# Appealing Potato Slices



## mish (Oct 30, 2005)

*Appealing Potato Slices*







Garnish vegetables or cream soups with potato cutouts. Peel and thinly slice a white potato. Use small holiday cookie or hors de'oeuvre cutters to cut several potato slices into shapes. In a small skillet or saucepan cook slices in a small amount of oil until golden brown and crisp.


----------



## KAYLINDA (Oct 30, 2005)

Isn't that cute!!!!!  I wish I had time to play like that!!!  I would if I would stay off of here!!!  lol  Thanks for the idea Mish!


----------



## mish (Oct 30, 2005)

KAYLINDA said:
			
		

> Isn't that cute!!!!! I wish I had time to play like that!!! I would if I would stay off of here!!! lol Thanks for the idea Mish!


 
 

Bet it would be a pretty dish using yams/sweet potatoes, or puff pastry stars.  Another thought for party bites - top the cooked stars with caviar.


----------



## Michael in FtW (Oct 30, 2005)

Thanks for this idea mish! Now, I just have to figure out how I'm going to incorporate it into a meal ....


----------



## Piccolina (Nov 1, 2005)

So cute! I remember that one of my high school home-ec teachers had a set of veggie cutters, I've also seen them in restaurant kitchens too, but never in a shop. I'd venture to guess that a small enough cookie cutter could be used with a big enough vegetable in place of actual veggie cutters.

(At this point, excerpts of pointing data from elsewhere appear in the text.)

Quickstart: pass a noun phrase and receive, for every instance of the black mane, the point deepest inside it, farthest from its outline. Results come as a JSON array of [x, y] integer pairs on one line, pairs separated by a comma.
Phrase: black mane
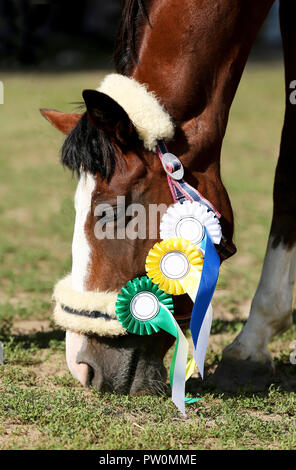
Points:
[[134, 14], [89, 149]]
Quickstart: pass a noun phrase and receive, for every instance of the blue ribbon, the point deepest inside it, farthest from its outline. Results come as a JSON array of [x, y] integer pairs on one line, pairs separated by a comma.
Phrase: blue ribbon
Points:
[[206, 288]]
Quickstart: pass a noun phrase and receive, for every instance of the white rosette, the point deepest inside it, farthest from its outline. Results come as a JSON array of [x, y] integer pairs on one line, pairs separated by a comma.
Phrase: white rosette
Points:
[[188, 220]]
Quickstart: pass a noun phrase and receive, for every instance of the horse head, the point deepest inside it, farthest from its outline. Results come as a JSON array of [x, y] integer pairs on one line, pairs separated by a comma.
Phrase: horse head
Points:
[[121, 193]]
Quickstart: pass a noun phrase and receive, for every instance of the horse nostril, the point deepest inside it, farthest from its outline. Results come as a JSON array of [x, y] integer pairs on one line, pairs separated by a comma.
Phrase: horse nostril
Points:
[[90, 376]]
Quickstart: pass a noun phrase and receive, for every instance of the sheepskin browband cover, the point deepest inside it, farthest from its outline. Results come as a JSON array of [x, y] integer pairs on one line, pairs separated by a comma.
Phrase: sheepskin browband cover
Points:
[[149, 117], [85, 312]]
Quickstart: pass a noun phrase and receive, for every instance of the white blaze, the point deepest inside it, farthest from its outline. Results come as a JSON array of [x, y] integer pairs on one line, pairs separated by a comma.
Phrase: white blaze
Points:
[[80, 246]]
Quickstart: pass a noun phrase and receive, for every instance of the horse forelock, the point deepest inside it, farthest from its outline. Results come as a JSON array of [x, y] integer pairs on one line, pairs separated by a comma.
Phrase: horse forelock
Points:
[[89, 149]]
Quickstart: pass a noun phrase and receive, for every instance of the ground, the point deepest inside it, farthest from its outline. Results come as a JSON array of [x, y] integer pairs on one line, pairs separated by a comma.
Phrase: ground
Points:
[[41, 405]]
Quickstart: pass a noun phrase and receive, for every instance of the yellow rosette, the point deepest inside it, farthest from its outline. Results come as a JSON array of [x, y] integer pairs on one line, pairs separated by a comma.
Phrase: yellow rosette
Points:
[[175, 265]]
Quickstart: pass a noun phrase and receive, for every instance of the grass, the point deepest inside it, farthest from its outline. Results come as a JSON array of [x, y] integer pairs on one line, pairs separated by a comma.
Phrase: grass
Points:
[[42, 406]]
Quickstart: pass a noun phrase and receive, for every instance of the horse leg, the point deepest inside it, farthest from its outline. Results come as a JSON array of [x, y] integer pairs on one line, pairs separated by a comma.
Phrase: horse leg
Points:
[[247, 361]]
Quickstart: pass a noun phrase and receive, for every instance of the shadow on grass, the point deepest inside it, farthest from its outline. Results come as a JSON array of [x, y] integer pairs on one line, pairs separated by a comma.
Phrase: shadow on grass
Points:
[[39, 339]]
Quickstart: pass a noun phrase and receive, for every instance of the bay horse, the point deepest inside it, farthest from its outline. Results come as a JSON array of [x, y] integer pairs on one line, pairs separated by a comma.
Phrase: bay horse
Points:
[[191, 55]]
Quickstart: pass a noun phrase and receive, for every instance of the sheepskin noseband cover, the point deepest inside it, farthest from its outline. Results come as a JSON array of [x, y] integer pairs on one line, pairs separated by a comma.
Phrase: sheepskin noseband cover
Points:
[[85, 312], [94, 312]]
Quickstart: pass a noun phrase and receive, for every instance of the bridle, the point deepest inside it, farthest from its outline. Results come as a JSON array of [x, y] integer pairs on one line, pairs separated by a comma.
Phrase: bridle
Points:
[[182, 191]]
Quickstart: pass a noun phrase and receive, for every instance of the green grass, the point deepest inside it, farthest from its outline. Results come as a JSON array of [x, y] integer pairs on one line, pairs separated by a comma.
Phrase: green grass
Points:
[[41, 405]]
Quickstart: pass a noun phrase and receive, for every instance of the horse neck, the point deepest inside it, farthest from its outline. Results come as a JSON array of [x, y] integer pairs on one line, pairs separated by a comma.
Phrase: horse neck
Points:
[[193, 58]]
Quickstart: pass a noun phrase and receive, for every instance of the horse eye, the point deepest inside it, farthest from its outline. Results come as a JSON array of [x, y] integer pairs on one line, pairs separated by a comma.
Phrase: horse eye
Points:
[[109, 214]]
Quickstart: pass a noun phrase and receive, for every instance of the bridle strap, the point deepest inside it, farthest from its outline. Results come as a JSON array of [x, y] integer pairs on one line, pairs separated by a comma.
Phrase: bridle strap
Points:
[[182, 191]]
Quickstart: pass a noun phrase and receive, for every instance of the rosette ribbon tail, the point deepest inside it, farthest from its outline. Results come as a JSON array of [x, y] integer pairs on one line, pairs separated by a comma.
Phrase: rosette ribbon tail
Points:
[[166, 322], [202, 313]]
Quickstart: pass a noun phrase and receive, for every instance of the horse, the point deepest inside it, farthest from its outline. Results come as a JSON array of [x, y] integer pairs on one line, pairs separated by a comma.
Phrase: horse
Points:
[[168, 47]]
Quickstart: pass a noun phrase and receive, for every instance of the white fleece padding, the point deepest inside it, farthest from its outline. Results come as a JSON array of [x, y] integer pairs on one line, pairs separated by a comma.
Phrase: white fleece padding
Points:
[[89, 301], [149, 117]]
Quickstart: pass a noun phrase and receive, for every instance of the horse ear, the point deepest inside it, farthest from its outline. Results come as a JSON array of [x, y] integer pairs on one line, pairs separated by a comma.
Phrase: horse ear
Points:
[[64, 122], [107, 115]]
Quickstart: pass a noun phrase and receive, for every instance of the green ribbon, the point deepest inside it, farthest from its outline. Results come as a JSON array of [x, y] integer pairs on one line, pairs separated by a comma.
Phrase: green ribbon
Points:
[[161, 319]]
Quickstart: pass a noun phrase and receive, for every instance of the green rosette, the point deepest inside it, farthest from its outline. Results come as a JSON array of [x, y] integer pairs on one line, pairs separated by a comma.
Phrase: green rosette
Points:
[[138, 305]]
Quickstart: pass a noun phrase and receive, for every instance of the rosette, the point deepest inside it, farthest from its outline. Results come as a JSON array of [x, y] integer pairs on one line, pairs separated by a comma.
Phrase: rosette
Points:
[[142, 308], [138, 303], [189, 220], [175, 265]]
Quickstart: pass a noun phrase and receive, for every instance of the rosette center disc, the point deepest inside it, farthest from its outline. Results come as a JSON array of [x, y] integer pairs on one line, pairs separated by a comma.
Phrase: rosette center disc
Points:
[[190, 229], [144, 306], [174, 265]]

What would you use to create these???  (Would you just go "free-hand" on the spuds?)


----------



## mish (Nov 1, 2005)

Not sure what a veggie cutter is... but just cut the raw potato, thinly sliced with a star-shaped cookie cutter and saute or bake, sprinkled with seasonings of choice.  You could almost do this as a fancy potato chip and sprinkle with feta and lemon juice... I have another recipe - will go search my files.

Michael, thank you.  It's more of a garnish thing, to add to veggies etc. - not a main dish.  Thinking it would be interesting floating on borscht.  Food for thought.


----------



## RMS (Nov 6, 2005)

What a cute idea!  I love it!  I'm going to do this for Thanksgiving, make little turkeys!


----------



## mish (Nov 6, 2005)

Thank you RMS.

An appy idea - Saute the potato stars (shapes of choice), drain on paper towels, top potato slices with a mixture of:

crumbled feta cheese 
lemon juice 
lemon zest, finely grated 
olive oil 
any fresh herbs (oregano, parsley etc.), sliced finely 
pepper and salt to taste 
lemon pepper

Put them on a baking/cookie sheet and bake till warm.

Using sweet poatoes is another idea, or sprinkling with a spicy potato chip mixture of seasonings (i.e. chili, garlic, parmesan, etc.).

Oops, wanted to share a cool pic:


----------



## RMS (Nov 6, 2005)

Another great idea!  Thanks!


----------



## mudbug (Nov 6, 2005)

I will have to be a-peeling soon to try this out.


----------



## RMS (Nov 6, 2005)

Good one Mudbug!!!!!


----------



## mish (Nov 6, 2005)

mudbug said:
			
		

> I will have to be a-peeling soon to try this out.


 
Mud, you're such a cutup -- like me


----------